Solved – MCMC chain getting stuck

bayesiangibbshierarchical-bayesianmarkov-chain-montecarlometropolis-hastings

I am trying to use a Metropolis-within-Gibbs type algorithm to sample $\theta$ and $x$ from the following model. Starting with Bayes theorem I can write:
$$
P(\theta, x | y) = \frac{P(y | x, \theta) P(\theta)}{P(y)}
$$
I can easily draw samples from $P(\theta)$ and $P(x | \theta)$, so I factor $P(y | x, \theta)$ into $P(y | x) P(x | \theta)$.

Bayes theorem again is now,
$$
P(\theta, x | y) = \frac{P(y | x) P(x | \theta) P(\theta)} {P(y)}
$$

$P(y | x)$ is multivariate Gaussian.
$P(x | \theta)$ is multivariate t.
$P(\theta)$ is uniform.

My sampling steps:

Start with some value of $\theta$, say, $\theta_1$.
Gibbs step: Draw a sample $x_1$ from $P(x | \theta_1)$.
Plug my $x_1$ into $P(y | x)$ and evaluate (y was observed data).
Metropolis step: Accept $\theta$, $x_1$, if $P(y | x_1) > P(y | x_0)$. If not, accept $\theta$, $x_1$ with probability $a = \frac{P(y | x_1)}{P(y | x_0)}$.
Go back to step 2, using $\theta_1$ if it was accepted, otherwise, draw a new $\theta$ from the proposal, then go back to step 2.

The problem is that $\theta$ gets stuck.
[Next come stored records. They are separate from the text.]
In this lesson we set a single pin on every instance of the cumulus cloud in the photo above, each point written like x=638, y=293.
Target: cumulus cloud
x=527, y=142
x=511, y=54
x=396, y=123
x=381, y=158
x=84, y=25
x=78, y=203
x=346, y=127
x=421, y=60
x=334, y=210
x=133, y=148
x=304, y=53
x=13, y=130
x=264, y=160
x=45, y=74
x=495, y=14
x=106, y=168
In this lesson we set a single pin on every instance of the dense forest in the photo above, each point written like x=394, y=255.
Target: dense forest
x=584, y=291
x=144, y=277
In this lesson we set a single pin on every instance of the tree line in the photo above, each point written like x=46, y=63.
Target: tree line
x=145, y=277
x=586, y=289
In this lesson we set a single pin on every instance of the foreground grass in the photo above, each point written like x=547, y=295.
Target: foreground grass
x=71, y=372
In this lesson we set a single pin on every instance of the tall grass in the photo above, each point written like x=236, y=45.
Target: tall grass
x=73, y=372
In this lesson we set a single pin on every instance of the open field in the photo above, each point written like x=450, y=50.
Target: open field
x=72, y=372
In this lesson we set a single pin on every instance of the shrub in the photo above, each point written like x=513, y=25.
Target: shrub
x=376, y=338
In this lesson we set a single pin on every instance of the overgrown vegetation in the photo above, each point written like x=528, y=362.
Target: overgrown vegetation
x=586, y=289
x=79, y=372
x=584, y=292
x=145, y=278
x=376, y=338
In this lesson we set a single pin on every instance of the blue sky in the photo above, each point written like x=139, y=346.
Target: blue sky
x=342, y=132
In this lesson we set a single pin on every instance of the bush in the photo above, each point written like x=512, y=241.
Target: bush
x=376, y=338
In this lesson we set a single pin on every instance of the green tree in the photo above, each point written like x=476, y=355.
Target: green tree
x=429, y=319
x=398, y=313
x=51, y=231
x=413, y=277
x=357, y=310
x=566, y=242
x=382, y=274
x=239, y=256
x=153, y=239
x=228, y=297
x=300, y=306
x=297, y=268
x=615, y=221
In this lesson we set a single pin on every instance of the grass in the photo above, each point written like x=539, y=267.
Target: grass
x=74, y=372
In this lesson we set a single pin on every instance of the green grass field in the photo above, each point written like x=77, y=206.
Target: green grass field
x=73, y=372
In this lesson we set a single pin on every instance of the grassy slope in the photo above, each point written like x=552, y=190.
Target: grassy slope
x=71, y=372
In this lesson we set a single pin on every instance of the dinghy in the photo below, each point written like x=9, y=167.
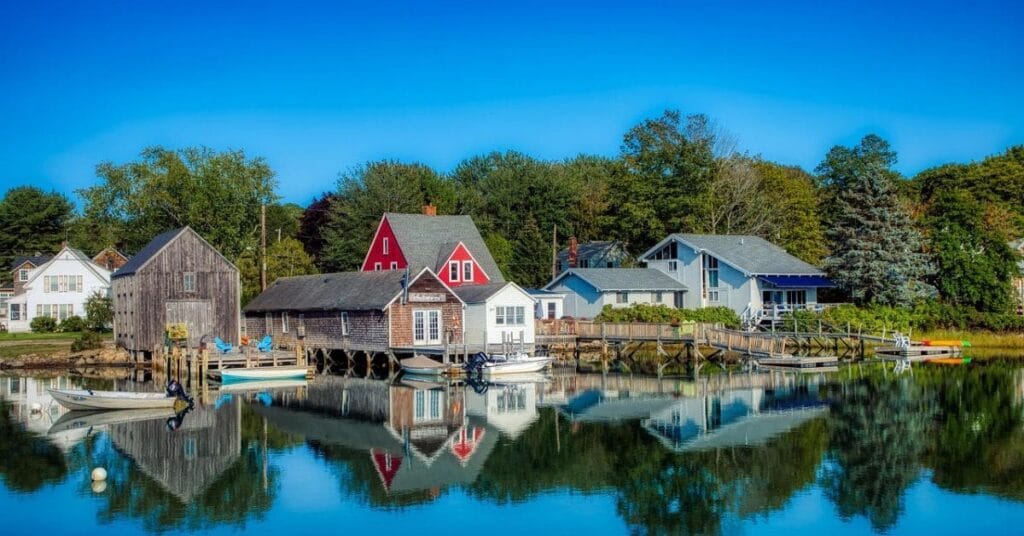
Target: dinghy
x=112, y=400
Sometimes I will get a draw of $x$ from $P(x | \theta)$, where that $x$ will be nearly identical to y, making result from $P(y | x)$ exceptionally high. After that happens, essentially all my steps are rejected. $a = \frac{P(y | x_1)}{P(y | x_0)}$ for pretty much all subsequent $\theta$ steps is a very small number.

Here is why I think this happens: The likelihood $P(y | x)$ is very sharply peaked. On the other hand the distribution $P(x | \theta)$ is very broad in comparison. When $\theta$ changes a small amount, $P(x | \theta)$ is essentially unchanged.

Would a different sampling strategy work better in such a situation? Let me know if further info is required.

Best Answer

In step 4, you don't have to reject the proposal $x,\theta$ every time its new likelihood is lower; if you do so, you are doing a sort of optimization instead of sampling from the posterior distribution.

Instead, if the proposal is worse then you still accept it with an acceptance probability $a$.

With pure Gibbs sampling, the general strategy to sample this would be:

Gibbs

Iteratively sample: \begin{align} p(x | \theta, y) &\propto p(y | x) p(x |\theta)\\ p(\theta | x, y) &\propto p(x | \theta) p(\theta) \end{align}

Gibbs with Metropolis steps for non-conjugate cases:

If you some of the conditionals above is not a familar distribution (because you are multiplying non-conjugates; this is your case) you can sample with Metropolis Hastings:

From the current $x$, generate some proposal, e.g.: $$ x^* \sim \mathcal{N(x, \sigma)} $$
Accept $x^*$ with probability [1]: $$ a = min \left(1, \frac{p(x^*)}{p(x)}\right) = min \left(1, \frac{p(x^* | \theta, y)}{p(x | \theta, y)}\right) $$

[1] If the proposal distribution wasn't symmetric then there is another multiplying factor.

Appendix: $$ p(\theta | x, y) = \frac{p(y|x)p(x| \theta)p(\theta)} {\int p(y|x)p(x| \theta)p(\theta) \text{d}\theta}= \frac{p(x| \theta)p(\theta)} {\int p(x| \theta)p(\theta) \text{d}\theta} \propto p(x| \theta)p(\theta) $$

Related Solutions

Solved – Where do the full conditionals come from in Gibbs sampling

Yes, you are right, the conditional distribution needs to be found analytically, but I think there are lots of examples where the full conditional distribution is easy to find, and has a far simpler form than the joint distribution.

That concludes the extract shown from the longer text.